Many creationists look past the big bang and make the more subtle argument from design: The cosmic laws are so intricate and perfectly tuned to allow the existence of intelligent life that they must be the handiwork of a divine being—an argument also commonly applied to the biological world. The enormous hole in this reasoning is that it depends on a very human, subjective judgment regarding which aspects of the universe are so wonderful that they could only have come directly from God. But as human knowledge progresses, the boundaries change constantly. The circular motion of the heavens no longer seems miraculous once you understand that the Earth rotates. The jagged thrust of the Himalayas seems quite natural once you recognize that continents move and collide. Knowing about DNA instantly takes the mystery out of heredity and mutations. The argument from design is a modern variant of the old ontological argument, which states that God must exist because something had to put the concept of God into our heads. In its contemporary form—that God must exist because nature seems so incomprehensibly wonderful to us—the reasoning is equally unsatisfying.

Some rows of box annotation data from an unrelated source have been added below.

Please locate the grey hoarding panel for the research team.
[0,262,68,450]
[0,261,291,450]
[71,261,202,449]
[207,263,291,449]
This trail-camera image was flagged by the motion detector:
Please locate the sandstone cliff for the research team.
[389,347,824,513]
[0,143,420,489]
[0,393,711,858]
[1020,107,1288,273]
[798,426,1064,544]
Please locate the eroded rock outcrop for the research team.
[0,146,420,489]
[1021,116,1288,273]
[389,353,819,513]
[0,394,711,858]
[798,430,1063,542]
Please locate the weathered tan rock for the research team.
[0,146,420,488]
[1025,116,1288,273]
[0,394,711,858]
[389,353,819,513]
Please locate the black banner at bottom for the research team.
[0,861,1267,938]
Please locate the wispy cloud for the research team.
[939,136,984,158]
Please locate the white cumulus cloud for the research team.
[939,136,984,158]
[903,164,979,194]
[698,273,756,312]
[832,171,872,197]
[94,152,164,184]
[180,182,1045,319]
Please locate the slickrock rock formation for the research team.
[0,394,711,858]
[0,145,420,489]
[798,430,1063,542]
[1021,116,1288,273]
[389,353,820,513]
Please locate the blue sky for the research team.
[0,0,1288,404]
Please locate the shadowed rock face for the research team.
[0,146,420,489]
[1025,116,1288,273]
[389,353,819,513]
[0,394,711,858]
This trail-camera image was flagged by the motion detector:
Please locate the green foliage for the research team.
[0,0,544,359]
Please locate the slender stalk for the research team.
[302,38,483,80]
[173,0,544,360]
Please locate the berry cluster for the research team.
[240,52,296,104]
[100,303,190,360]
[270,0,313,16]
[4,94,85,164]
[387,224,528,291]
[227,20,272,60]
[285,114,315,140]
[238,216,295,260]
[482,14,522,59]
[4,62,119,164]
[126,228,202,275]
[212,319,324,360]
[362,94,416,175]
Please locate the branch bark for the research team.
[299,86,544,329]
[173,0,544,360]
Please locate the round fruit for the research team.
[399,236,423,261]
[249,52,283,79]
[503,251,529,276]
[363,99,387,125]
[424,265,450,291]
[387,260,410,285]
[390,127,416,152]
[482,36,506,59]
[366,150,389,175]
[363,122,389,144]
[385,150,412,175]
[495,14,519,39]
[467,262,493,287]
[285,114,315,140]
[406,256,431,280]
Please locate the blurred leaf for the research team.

These attacks spring from a misguided premise. They assume science has no place for faith, so religion must create one. But sci/religion abounds with faith. It doesn't simply reduce the world to ordinary, material explanations, as many critics of science contend. Sci/religion constantly carves out new space for the extraordinary and the intangible as it proceeds in its relentless search for underlying reality. Its mystical visions are as fantastic as anything in the Bible, but they are fundamentally different. The modern sci/religious liturgy has tremendous credibility because it rests on the same principles—testable theories and repeatable observations—that have produced so many other tangible scientific and technological advances. That is why more people today probably believe in black holes than believe that Moses literally parted the Red Sea to lead the Israelites out of Egypt.